Must Have CD's

by Donn Swaby

 

 

Gliss: Devotion Implosion

Following their debut cd, Love and Virgins, the uber-cool Los Angles band Gliss (Martin Klingman - vocalist/drummer Martin Klingman, bassist Victoria Cecilia, and guitarist David Reiss) has just released Devotion Implosion, a delightfully hazy, psychedelic wall of sound, full of hypnotic beats, catchy pop-melodies, big-bottomed, fuzzy bass lines, warm, trippy ambient noise, and haunting lyrics sung in Klingman’s disaffected, heroine-junky-chic voice.

At once romantic and lustfully trashy, alternating between dark and blissful, Gliss’ sound does not seem to be produced from the efforts of long hard hours consciously crafting each song, but rather from a more decidedly organic, flowing, process of experimentation that allows the songs to breath while expressing beautiful chaos. The result is a sensually sonic soup of instantly infectious musical vibrations and joyous chaos that’s sure to garner many more fans for this fast-rising band.

 

 

PJ Harvey and John Parish: A Man a Woman Walked By

Following her 1996 collaboration with producer/band member John Parish, PJ Harvey again units her words with Parish’s music for her latest release, A Man a Woman Walked By. For the fans who expect Harvey to display some of her trademark feminine defiance vocally delivered, warts and all, with vulnerability, passion, and a complete absence of inhibition, this recent musical offering does not disappoint. Full of both emotional and textural hills and valleys as well as unexpected transitions and perhaps intentionally jarring juxtapositions.
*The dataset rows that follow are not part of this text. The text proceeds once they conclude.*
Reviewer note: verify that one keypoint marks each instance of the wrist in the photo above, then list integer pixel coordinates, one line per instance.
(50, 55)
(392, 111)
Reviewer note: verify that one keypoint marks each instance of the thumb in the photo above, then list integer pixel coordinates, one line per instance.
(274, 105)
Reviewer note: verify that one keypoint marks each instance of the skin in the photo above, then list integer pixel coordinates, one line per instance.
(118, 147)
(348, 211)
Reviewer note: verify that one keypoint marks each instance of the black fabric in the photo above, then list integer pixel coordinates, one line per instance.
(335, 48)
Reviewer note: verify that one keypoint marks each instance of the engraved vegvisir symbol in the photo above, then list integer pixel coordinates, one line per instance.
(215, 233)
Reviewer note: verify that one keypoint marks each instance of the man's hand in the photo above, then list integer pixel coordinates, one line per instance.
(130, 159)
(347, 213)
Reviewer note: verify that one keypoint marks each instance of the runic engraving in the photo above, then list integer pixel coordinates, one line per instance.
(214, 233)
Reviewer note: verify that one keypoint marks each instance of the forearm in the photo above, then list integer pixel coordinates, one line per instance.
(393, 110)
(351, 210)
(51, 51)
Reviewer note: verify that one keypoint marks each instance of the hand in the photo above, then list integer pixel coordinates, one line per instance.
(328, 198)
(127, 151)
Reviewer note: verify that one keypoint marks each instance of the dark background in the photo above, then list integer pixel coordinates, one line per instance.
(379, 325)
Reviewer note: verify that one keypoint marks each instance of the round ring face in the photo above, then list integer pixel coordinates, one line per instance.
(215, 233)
Harvey, having to only focus here on lyrics and singing, freely explores a wide spectrum of vocal output arising from a seemingly never ending well of emotional recall. Simultaneously, Parish uses sparse arrangements that tend to hi-light certain instruments while creating engaging dissonance when paired with Harvey’s varied vocal melodies. Harvey sounds sultry and ethereal on tracks like Black Hearted Love, The Chair, and Passionless, Pointless, the vocals heavy with sustain and echo. Parish’s use of a screeching ukulele on the first song, a cacophony of drums, distorted guitar, and eerie keyboards in the second, and the dreamy, musical melancholia created for the third are perfectly paired with Harvey‘s delivery. But then Harvey goes completely in another direction on the title track and on Pig Will Not, letting her inner animal wail, scream, howl, moan, and bark over a primal drum beat and a rude, grungy guitar that abruptly gives way to a solo of lonely piano chords. In the verse sections of the track April, Harvey’s husky voice, dancing lazily over an organ melody, is at times so delightfully scratchy and laid back she almost sounds like Macy Gray.

By the cd’s end, I felt as if I’d been on an intense roller coaster ride through perpetually changing landscapes of light and shadow locked in a tug-of-war dance. The dance is a beautifully created and definitely worth a spin.